Being a young American right now
Is a strange, terrifying thing.
It's waking up after too little sleep, filled with nightmares that you can't afford therapy for.
It's spending the first half hour of your day repressing the urge to just sob while you talk yourself out of calling in sick. You need the money, whether to pay rent or to save up and move out of an abusive household.
It's hugging your loved ones as you leave for work, praying you'll all make it home tonight, and not be killed by a cop or fascist or r*pist or impatient driver or repressed white boy at school.
It's wanting to stay politically aware, but dreading reading the news. Your country's leaders are actively stripping you and your friends' legal protections, while starting another war for you and your friends to pay for and die in. They're also jailing people at the borders and letting them die of the flu, and would be ok doing the same to you.
It's sometimes spending the commute fantasizing over escape plans with your partner, imagining homesteading in the wilds to flee the looming draft. Or promising each other that prison is an acceptable alternative to being killed or being forced to kill brown kids because some wealthy old fart says that's how freedom works.
It's spending a third of your day or more pretending that you're OK, that this job isn't smothering your dreams and goals, sometimes resorting to pretending you're a happy robot so that customers or clients don't hurt you with their unmanaged and misdirected anger.
It's a combination of realizing these people are just stressed and scared too - lashing out in fear and frustration- and sometimes losing your cool and you're the one that lashes out.
It's beating yourself up over it later, in the dark hours, replaying scenarios in your head and wondering why you couldn't just take the kind path. You feel you could have been stronger, maybe, if you'd had more sleep or hadn't skipped lunch.

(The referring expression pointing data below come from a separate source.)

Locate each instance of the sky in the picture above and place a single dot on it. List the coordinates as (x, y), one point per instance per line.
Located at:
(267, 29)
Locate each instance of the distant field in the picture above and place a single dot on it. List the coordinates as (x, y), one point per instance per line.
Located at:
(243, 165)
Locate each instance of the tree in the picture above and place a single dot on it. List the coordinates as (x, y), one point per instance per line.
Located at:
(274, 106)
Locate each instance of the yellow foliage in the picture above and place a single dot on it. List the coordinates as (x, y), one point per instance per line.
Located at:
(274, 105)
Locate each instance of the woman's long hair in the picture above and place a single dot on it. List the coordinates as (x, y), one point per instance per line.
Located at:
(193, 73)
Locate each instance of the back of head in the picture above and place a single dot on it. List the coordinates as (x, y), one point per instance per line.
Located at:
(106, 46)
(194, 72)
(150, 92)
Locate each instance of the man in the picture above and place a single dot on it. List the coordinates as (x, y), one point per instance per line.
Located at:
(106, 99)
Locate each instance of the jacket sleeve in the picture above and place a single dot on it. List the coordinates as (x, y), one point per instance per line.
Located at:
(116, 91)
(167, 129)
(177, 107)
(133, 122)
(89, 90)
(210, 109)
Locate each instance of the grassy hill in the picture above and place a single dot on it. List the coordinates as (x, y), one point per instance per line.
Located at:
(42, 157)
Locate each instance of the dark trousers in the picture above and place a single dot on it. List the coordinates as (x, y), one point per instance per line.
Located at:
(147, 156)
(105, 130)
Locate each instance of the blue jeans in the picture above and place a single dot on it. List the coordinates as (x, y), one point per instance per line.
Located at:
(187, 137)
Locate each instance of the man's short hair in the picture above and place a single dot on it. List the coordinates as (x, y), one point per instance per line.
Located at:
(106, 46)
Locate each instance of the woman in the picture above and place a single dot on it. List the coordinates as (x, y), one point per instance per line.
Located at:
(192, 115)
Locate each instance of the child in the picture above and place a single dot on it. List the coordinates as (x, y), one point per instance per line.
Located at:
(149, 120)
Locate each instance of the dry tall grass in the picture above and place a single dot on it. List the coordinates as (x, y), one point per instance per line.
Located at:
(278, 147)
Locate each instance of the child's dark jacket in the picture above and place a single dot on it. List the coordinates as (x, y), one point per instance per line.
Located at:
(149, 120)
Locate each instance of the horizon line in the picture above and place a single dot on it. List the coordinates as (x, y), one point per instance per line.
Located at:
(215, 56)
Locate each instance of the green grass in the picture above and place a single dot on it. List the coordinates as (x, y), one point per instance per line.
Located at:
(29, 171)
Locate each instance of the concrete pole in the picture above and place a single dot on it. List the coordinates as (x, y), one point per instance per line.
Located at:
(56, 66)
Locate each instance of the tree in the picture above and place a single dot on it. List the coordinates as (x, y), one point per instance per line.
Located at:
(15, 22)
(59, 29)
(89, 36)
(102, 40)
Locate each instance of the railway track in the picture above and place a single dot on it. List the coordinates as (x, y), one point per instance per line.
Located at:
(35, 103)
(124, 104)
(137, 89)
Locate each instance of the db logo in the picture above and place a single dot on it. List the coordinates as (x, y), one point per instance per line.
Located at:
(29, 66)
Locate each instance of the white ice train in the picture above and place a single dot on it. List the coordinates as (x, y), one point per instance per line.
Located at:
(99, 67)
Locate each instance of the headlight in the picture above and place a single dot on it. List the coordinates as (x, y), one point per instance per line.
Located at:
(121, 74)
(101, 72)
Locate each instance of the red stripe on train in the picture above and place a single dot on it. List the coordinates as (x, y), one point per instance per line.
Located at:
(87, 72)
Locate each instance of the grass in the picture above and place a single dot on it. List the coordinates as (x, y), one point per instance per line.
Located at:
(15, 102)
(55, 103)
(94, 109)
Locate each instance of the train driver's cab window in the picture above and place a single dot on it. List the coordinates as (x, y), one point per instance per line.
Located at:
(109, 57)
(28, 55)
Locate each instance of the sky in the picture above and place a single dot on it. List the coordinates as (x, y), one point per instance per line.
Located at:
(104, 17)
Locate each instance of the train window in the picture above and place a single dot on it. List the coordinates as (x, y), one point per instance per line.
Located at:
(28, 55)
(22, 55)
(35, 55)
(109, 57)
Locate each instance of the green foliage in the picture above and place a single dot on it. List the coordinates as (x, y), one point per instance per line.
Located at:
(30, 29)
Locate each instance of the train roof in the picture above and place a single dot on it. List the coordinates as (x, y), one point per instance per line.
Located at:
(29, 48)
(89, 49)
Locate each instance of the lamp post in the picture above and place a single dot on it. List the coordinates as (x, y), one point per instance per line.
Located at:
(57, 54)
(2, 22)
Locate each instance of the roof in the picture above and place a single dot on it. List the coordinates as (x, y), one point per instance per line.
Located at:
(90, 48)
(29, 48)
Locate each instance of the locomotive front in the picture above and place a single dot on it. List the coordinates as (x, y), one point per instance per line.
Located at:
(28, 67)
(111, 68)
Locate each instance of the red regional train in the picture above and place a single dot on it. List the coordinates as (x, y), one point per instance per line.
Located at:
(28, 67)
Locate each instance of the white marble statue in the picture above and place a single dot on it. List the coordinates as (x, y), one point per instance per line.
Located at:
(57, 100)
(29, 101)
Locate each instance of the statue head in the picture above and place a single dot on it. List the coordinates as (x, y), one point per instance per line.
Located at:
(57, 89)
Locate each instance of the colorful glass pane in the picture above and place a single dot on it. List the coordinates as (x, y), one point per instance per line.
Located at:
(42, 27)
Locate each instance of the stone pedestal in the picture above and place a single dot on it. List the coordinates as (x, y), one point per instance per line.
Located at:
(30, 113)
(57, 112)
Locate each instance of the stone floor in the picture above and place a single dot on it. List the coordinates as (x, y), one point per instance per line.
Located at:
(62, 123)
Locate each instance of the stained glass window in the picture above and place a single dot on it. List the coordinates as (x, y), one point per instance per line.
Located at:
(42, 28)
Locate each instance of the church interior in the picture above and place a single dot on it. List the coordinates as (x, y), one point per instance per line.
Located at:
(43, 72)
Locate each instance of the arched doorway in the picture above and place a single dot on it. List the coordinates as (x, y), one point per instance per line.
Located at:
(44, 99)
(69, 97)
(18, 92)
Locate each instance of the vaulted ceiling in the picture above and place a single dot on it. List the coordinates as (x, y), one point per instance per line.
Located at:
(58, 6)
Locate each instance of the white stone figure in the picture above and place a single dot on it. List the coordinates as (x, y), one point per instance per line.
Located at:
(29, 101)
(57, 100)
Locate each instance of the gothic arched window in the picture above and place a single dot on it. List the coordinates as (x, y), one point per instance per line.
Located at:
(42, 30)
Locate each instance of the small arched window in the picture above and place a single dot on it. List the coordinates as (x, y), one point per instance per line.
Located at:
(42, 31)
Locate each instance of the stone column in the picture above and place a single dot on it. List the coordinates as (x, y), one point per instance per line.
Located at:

It's sometimes choosing happiness, taking 10 minutes to sip at a coffee made by a wage slave, like you, while someone else rants online or on the radio about this coffee is why you can't afford a house or the wedding you've been putting off for years.
It's coming home and doing a headcount of your loved ones, celebrating a 100% vital count by making a cheap but filling dinner, doing the dishes, and falling into bed.
It's do it all over again the next day, and the next, and the one after that, because you have no energy to hope for better and just enough energy to hope it doesn't get too much worse.